Aug. 13, 2023, 2:19 p.m.

With nearly 60,000 migrants under the city's care, Adams said it's time for federal officials to allow them to work over the table.

Migrants camped outside the city's intake center at the Roosevelt Hotel earlier this month.

Mayor Eric Adams on Sunday pleaded for White House officials to expedite work authorization permits for migrants, arguing that barring tens of thousands of new arrivals in the city from legal work was “anti-American.”

The heightened calls for state and federal support comes as Adams and city officials say they’ve run out of space to house asylum seekers and migrants with nearly 60,000 people in the city’s care.

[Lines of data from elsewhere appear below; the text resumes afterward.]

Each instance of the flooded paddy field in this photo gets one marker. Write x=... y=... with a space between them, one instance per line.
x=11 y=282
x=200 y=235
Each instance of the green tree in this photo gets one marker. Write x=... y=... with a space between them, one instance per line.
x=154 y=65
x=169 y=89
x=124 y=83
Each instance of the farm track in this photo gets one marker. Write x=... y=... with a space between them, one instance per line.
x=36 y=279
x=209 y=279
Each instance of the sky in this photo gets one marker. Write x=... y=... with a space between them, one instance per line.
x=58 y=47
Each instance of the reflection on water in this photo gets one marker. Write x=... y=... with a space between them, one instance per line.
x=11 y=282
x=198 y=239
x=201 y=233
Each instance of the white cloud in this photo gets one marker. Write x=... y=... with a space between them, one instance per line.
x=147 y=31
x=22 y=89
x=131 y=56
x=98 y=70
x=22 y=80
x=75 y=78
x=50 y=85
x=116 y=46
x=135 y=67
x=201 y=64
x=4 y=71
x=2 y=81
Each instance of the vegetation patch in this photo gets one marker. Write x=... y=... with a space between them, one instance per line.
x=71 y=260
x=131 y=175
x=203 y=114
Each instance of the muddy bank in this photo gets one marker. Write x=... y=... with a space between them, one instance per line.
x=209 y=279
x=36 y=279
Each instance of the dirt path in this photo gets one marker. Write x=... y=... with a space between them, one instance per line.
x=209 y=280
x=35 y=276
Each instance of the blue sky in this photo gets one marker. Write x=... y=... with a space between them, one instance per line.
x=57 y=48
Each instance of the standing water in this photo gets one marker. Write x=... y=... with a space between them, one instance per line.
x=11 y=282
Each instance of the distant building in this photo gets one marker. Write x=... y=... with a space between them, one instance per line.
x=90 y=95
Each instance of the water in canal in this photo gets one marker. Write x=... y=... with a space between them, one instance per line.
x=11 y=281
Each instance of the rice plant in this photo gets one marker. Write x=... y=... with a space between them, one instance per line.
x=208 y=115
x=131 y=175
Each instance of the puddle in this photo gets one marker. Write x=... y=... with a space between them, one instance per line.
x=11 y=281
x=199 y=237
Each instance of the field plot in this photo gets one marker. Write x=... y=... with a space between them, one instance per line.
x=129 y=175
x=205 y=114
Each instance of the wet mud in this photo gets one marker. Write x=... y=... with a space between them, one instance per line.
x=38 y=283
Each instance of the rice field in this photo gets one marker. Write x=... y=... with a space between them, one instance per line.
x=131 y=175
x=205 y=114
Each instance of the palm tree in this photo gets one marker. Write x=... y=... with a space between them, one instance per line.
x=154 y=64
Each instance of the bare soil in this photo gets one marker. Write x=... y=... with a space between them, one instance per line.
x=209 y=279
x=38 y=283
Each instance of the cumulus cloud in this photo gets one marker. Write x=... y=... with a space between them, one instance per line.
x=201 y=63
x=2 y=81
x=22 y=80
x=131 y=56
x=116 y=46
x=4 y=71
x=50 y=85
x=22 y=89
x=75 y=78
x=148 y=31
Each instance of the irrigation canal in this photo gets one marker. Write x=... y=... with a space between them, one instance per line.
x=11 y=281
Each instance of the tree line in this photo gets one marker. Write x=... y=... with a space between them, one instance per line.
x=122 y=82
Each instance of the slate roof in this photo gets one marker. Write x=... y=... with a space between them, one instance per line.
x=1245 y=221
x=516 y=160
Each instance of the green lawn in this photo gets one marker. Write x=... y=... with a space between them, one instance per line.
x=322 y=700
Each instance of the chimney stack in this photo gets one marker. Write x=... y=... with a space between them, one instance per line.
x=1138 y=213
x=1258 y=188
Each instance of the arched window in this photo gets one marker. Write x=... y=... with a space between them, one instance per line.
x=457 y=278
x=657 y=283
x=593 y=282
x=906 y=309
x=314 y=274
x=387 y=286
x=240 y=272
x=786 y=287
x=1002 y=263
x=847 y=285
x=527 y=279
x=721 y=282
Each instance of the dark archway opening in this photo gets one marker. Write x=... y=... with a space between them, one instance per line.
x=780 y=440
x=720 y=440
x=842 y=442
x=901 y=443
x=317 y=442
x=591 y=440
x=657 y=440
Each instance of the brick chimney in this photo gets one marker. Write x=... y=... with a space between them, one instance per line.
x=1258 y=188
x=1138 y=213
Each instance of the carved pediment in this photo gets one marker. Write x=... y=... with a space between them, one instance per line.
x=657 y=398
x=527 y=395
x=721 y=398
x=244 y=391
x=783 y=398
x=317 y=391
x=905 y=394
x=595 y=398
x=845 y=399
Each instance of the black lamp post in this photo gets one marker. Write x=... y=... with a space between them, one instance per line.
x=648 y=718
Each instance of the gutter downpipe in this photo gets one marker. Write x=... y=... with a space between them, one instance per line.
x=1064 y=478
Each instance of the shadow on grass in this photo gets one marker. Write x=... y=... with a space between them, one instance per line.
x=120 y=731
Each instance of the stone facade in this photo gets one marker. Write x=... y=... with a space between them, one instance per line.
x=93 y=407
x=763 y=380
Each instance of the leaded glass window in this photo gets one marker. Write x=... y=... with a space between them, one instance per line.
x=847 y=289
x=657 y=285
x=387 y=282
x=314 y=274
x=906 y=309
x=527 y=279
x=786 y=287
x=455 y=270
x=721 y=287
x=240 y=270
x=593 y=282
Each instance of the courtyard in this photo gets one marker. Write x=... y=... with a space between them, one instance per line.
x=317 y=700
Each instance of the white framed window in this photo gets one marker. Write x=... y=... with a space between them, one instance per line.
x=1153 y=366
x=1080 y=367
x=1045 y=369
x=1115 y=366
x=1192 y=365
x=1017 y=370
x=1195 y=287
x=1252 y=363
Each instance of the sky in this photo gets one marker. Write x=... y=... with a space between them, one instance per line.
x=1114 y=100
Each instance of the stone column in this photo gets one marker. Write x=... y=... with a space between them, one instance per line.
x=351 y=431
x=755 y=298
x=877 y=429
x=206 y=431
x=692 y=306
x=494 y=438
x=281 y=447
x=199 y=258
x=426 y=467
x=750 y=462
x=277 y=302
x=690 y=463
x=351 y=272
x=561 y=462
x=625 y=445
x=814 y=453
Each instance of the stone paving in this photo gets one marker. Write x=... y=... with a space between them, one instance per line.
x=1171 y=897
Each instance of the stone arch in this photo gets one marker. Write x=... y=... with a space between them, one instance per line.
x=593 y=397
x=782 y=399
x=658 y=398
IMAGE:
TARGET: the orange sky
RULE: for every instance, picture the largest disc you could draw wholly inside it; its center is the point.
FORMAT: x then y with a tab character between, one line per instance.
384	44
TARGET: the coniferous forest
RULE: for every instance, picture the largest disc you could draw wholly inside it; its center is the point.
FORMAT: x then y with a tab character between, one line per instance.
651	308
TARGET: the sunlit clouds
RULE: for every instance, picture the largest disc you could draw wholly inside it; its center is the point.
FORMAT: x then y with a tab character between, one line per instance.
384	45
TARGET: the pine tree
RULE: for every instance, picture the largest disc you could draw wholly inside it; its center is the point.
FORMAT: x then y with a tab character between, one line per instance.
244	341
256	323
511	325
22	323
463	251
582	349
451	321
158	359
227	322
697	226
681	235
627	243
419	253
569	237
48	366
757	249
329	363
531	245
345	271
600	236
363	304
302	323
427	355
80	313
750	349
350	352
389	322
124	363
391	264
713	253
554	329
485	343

Many migrants say their biggest challenge to moving out of city-funded facilities has been getting a permit to work legally.

“What is more anti-American than when someone comes to this country and they cannot work?” Adams said on his call-in radio show “Hear from the Mayor” on WBLS.

“When I look at the full immigration migration experience, if it's my family migrating from Alabama, if it's my Caribbean diaspora, my African diaspora, my Irish, my Italian, my Jewish … Every immigrant that has ever come to this city and participated in an American dream wanted to have the ability to provide for themselves,” Adams said.

Nearly 3,000 people entered the city’s care last week, according to city Emergency Management Commissioner Zach Iscol – bringing the total migrants in the city’s care to nearly 60,000 people, including nearly 20,000 children.

“The dam has burst,” Adams said on Sunday.

Adams met with White House liaison Tom Perez at City Hall on Thursday morning, which came after the mayor had for months called for federal officials to help the city manage the surge of migrants.

Gov. Kathy Hochul pledged more than $1 billion to the city for migrants in next year’s budget. She announced on Saturday that she released $250 million of that money. The governor said she will meet with the U.S. Department of the Interior on Sunday to consider federal properties in New York that could be used to house migrants.

But city officials say that’s not enough to foot the projected $12 billion bill they’ll run by June 2025. Iscol said the city has been left to flounder without federal support that was extended during other historic migration events.

“Whether it was Vietnamese in the '70s, European refugees after World War II, Cubans in '79 and '80, Haitians in the early '90s … Every time there was a huge robust federal government program run by the president to help with resettlement and processing of folks,” Iscol said on the show Sunday.

Representatives from U.S. Citizenship and Immigration Services, the federal agency tasked with processing work permit applications, did not immediately respond to an inquiry.